Lake Nakuru

Lake Nakuru National Park was set up in 1960 to protect the flamingos and other birds in the plains and hills surrounding the lake. Its accessibility and close proximity to Nairobi (only 140 km to the South East) makes it one of the most frequented National Parks - popular with Kenyans and foreign tourists alike. The park's relatively small size (188 sq km) allows you drive around the entire park in half a day and although you will need to remain in a vehicle there are designated picnic and camping sites at which stops can be made.

The higher areas of the park are forested, while the lake itself is surrounded with enormous white crusts of salt, some with areas of up to 40 sq km.

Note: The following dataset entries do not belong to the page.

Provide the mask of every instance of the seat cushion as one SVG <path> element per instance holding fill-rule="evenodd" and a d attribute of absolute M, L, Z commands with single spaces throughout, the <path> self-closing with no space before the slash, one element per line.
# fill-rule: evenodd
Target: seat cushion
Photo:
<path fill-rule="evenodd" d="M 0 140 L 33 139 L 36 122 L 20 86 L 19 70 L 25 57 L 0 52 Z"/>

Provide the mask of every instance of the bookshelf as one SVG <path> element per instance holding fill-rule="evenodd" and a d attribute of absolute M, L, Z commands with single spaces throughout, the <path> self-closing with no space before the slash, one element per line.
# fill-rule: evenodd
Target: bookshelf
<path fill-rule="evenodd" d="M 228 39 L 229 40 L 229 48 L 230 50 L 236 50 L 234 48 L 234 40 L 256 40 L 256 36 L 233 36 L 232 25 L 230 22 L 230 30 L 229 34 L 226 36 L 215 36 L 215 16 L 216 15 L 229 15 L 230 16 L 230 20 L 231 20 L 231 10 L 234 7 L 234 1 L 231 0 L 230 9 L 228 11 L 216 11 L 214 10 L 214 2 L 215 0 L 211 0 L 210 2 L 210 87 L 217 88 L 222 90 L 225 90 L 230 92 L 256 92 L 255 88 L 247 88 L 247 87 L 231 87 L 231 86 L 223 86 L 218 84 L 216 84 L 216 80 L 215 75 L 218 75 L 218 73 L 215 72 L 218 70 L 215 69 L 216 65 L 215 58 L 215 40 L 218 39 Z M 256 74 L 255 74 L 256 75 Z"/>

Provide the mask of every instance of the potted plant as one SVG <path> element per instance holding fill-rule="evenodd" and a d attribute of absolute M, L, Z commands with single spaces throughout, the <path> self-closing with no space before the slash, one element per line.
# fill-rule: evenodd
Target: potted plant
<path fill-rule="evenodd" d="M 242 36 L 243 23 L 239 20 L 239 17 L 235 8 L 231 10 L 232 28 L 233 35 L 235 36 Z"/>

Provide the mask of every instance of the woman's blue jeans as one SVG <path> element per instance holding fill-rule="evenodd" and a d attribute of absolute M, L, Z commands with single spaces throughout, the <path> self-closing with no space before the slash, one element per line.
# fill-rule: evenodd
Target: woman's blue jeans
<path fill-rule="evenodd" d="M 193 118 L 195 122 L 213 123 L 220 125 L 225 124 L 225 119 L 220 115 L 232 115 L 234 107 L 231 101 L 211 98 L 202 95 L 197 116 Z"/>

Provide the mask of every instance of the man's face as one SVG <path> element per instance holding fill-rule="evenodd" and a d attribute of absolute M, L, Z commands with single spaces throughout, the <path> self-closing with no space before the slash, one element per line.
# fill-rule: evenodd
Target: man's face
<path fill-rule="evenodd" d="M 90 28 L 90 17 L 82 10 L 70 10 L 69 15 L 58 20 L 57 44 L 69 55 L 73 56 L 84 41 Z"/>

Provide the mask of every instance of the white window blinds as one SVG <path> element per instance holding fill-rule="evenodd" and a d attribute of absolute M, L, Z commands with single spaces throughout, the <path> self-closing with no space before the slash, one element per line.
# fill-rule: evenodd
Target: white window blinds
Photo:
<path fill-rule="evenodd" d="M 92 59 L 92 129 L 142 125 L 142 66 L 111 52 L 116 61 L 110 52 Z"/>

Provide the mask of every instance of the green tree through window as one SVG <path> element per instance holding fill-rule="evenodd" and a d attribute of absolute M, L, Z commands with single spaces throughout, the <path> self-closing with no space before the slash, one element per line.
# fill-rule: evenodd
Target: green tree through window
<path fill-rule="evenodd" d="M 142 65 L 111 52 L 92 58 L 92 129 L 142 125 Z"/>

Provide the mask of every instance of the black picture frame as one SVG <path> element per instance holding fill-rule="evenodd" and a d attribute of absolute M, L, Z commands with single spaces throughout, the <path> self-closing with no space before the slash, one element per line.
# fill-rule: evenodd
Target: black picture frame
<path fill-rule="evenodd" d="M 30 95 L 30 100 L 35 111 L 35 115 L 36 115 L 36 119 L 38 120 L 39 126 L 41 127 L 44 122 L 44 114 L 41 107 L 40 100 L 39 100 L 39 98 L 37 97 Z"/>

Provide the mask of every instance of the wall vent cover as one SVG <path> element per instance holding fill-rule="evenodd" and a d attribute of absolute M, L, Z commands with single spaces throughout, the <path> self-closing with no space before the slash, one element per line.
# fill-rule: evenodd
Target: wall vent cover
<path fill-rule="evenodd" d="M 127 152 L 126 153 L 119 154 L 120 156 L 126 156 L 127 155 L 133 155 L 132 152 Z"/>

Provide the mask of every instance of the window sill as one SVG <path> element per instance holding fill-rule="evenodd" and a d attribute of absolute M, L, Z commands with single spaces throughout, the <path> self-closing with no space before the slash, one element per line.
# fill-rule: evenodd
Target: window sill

The warm alkaline waters encourage an unusual blue-green algae to flourish and it is this abundant food source that attracts hundreds of thousands of pink flamingos to the lake making it an unmissable sight at certain times of the year.

The best viewing point of this spectacle is from Baboon Cliffs on the western shore of the lake. Although the flamingos feed in Lake Nakuru this is not their breeding ground. Their favourite site for breeding is at Lake Natron over the border in Tanzania. At one time about 2 million flamingos came to Lake Nakuru, although numbers have diminished in recent years due, in some part, to intensive crop production methods which have reduced the ability of the soil to absorb water. Many flamingo now migrate to other lakes such as nearby Lake Elementaita.

While the flamingos undoubtedly remain the show stoppers at Nakuru, the park is also home to a spectacular array of wildlife including colobus monkey, leopard, spring hare, hippo, waterbuck, lion and roughly 450 species of bird life including the Fish Eagle who made the lake its home after Tilapia fish were introduced into the lake waters to curb the problem of malaria in the nearby town in the late 1950's.

Other notable park residents are the black rhino and white rhino. Indeed Nakuru has become the most successful sanctuary in East Africa for rhino and now houses healthy populations of both. Similarly the endangered Rothchild's giraffe from the Soy Plains of Eldoret was introduced in 1974 and it too has bred successfully. There are also quite a few pythons which can be spotted sometimes disconcertingly dangling from trees or crossing roads.

The park is so close to Nakuru town that it is fenced to stop animals wandering into the town and more importantly to prevent poachers from entering the park. The closeness of the park to the town means the local people have got to know their wildlife neighbours and school children are often bused in for game drives thus strengthening the links between the town and the park.